CDC Study Finds that Flavored Tobacco is Popular Among Tobacco-Using Teens

CDC Study Finds that Flavored Tobacco is Popular Among Tobacco-Using Teens
October 1, 2015

Flavored tobacco seems to have hooked young smokers.

According to a Centers for Disease Control and Prevention (CDC) study, about 70 percent of middle and high school students who have used a tobacco product in the past 30 days have used at least one flavored tobacco product.

Like studies before it, the CDC report finds that e-cigarettes are one of the top tobacco products used by teens. Data from the 2014 National Youth Tobacco Survey show that in the past 30 days, 63 percent of current tobacco users used a flavored e-cigarette. The same number also used a flavored cigar. Flavored hookah tobacco was used by 61 percent, and 59 percent had used flavored smokeless tobacco. Menthol cigarettes hold strong at 54 percent and 42 percent used flavored tobacco in pipes.

Overall though, 18 percent of all high school students reported using at least one flavored product in the past 30 days. About 6 percent reported using only non-flavored tobacco products. E-cigarettes were the most commonly used flavored tobacco product among high school students at about 9 percent.

"Flavored tobacco products are enticing a new generation of America's youth into nicotine addiction, condemning many of them to tobacco-related disease and early death," CDC Director Tom Frieden said in a statement. "Nicotine is not safe for the developing brain, and we must do everything we can to protect kids from a lifetime of tobacco use and nicotine dependence."
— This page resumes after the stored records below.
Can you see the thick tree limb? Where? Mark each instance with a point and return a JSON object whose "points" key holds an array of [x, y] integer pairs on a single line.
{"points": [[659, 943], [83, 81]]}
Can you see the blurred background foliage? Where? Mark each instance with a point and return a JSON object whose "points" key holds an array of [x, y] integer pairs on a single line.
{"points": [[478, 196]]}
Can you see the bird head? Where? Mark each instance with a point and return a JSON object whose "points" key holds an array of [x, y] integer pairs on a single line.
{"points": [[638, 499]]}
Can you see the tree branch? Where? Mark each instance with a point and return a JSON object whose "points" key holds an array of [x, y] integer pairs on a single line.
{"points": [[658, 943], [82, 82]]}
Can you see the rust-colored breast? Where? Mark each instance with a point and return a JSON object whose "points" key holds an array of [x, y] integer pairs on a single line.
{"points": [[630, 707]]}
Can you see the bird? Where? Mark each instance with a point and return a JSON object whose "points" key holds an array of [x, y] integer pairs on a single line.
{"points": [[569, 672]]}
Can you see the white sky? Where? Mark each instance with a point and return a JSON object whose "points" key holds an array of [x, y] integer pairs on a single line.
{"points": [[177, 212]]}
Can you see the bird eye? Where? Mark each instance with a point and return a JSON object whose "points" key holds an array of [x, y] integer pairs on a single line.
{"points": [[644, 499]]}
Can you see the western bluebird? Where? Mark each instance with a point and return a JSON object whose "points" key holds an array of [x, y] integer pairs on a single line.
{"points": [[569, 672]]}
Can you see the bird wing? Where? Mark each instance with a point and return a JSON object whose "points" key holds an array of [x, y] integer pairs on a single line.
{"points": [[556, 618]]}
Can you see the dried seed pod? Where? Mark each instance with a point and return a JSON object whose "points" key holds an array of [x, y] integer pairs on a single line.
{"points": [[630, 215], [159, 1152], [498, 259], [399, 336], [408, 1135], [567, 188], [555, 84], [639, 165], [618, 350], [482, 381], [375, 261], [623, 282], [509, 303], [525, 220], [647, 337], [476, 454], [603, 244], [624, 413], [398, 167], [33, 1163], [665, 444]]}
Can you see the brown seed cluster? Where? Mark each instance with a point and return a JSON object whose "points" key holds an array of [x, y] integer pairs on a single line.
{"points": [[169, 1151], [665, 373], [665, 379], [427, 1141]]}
The CDC says that sustained efforts to implement proven tobacco control programs and policies are necessary to prevent all forms of tobacco use, including use of flavored tobacco products, among U.S. youth. For example, several local jurisdictions, including New York City, Chicago, Providence (Rhode Island), and Santa Clara (California), have acted to limit or restrict sales of flavored tobacco products in these communities.

Additional strategies to reduce youth tobacco use include increasing the price of tobacco products, adopting comprehensive smoke-free laws, implementing national public education media campaigns, and raising the minimum age of purchase for all tobacco products to age 21.